Create a Table of Contents based on HTML Heading Elements


Some of my blog posts are long0. They have lots of HTML headings like <h2> and <h3>. Say, wouldn't it be super-awesome to have something magically generate a Table of Contents? I've built a utility which runs server-side using PHP. Give it some HTML and it will construct a Table of Contents.

Let's dive in!

Background

HTML has six levels of headings1 - <h1> is the main heading for content, <h2> is a sub-heading, <h3> is a sub-sub-heading, and so on.

Together, they form a hierarchy.

Heading Example

HTML headings are expected to be used a bit like this (I've nested this example so you can see the hierarchy):

 HTML<h1>The Theory of Everything</h1>
   <h2>Experiments</h2>
      <h3>First attempt</h3>
      <h3>Second attempt</h3>
   <h2>Equipment</h2>
      <h3>Broken equipment</h3>
         <h4>Repaired equipment</h4>
      <h3>Working Equipment</h3>

What is the purpose of a table of contents?

Wayfinding. On a long document, it is useful to be able to see an overview of the contents and then immediately navigate to the desired location.

The ToC has to provide a hierarchical view of all the headings and then link to them.

Code

I'm running this as part of a WordPress plugin. You may need to adapt it for your own use.

Load the HTML

This uses PHP's DOMdocument. I've manually added a UTF-8 header so that Unicode is preserved. If your HTML already has that, you can remove the addition from the code.

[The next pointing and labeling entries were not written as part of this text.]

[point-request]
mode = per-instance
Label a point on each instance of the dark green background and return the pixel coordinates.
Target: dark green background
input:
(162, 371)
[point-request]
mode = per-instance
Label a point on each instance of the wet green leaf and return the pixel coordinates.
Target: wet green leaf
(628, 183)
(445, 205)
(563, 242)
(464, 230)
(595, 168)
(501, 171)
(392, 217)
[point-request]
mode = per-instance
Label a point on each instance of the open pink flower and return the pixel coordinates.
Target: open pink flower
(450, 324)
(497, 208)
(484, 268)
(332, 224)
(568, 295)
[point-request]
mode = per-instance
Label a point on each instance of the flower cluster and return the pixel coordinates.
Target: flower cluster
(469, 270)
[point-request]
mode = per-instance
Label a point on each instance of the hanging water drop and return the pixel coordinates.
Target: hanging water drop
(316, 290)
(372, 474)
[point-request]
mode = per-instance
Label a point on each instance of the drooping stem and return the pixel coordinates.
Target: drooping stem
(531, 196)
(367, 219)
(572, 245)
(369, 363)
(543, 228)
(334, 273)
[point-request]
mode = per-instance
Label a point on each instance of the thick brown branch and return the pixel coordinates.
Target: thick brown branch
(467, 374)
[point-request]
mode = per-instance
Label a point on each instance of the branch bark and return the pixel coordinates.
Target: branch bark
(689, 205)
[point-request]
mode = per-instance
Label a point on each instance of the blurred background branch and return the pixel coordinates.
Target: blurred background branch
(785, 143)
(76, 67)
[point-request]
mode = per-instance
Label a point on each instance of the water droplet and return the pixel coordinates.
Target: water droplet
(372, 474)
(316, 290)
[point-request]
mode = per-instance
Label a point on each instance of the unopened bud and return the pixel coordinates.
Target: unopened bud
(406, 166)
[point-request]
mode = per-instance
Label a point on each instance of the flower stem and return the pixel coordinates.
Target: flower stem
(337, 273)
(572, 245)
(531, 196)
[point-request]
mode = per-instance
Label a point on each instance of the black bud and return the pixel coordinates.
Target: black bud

 PHP//  Load it into a DOM for manipulation
$dom = new DOMDocument();
//  Suppress warnings about HTML errors
libxml_use_internal_errors( true );
//  Force UTF-8 support
$dom->loadHTML( "<!DOCTYPE html><html><head><meta charset=UTF-8></head><body>" . $content, LIBXML_NOERROR | LIBXML_NOWARNING );
libxml_clear_errors();

Using PHP 8.4

The latest version of PHP contains a better HTML-aware DOM. It can be used like this:

 PHP$dom = Dom\HTMLDocument::createFromString( $content, LIBXML_NOERROR , "UTF-8" );

Parse the HTML

It is not a good idea to use Regular Expressions to parse HTML - no matter how well-formed you think it is. Instead, use XPath to extract data from the DOM.

 PHP//  Parse with XPath
$xpath = new DOMXPath( $dom );

//  Look for all h* elements
$headings = $xpath->query( "//h1 | //h2 | //h3 | //h4 | //h5 | //h6" );

This produces an array with all the heading elements in the order they appear in the document.

PHP 8.4 querySelectorAll

Rather than using XPath, modern versions of PHP can use querySelectorAll:

 PHP$headings = $dom->querySelectorAll( "h1, h2, h3, h4, h5, h6" );

Recursive looping

This is a bit knotty. It produces a nested array of the elements, their id attributes, and text. The end result should be something like:

array (
  array (
    'text' => '<h2>Table of Contents</h2>',
    'raw' => true,
  ),
  array (
    'text' => 'The Theory of Everything',
    'id' => 'the-theory-of-everything',
    'children' =>
    array (
      array (
        'text' => 'Experiments',
        'id' => 'experiments',
        'children' =>
        array (
          array (
            'text' => 'First attempt',
            'id' => 'first-attempt',
          ),
          array (
            'text' => 'Second attempt',
            'id' => 'second-attempt',

The code is moderately complex, but I've commented it as best as I can.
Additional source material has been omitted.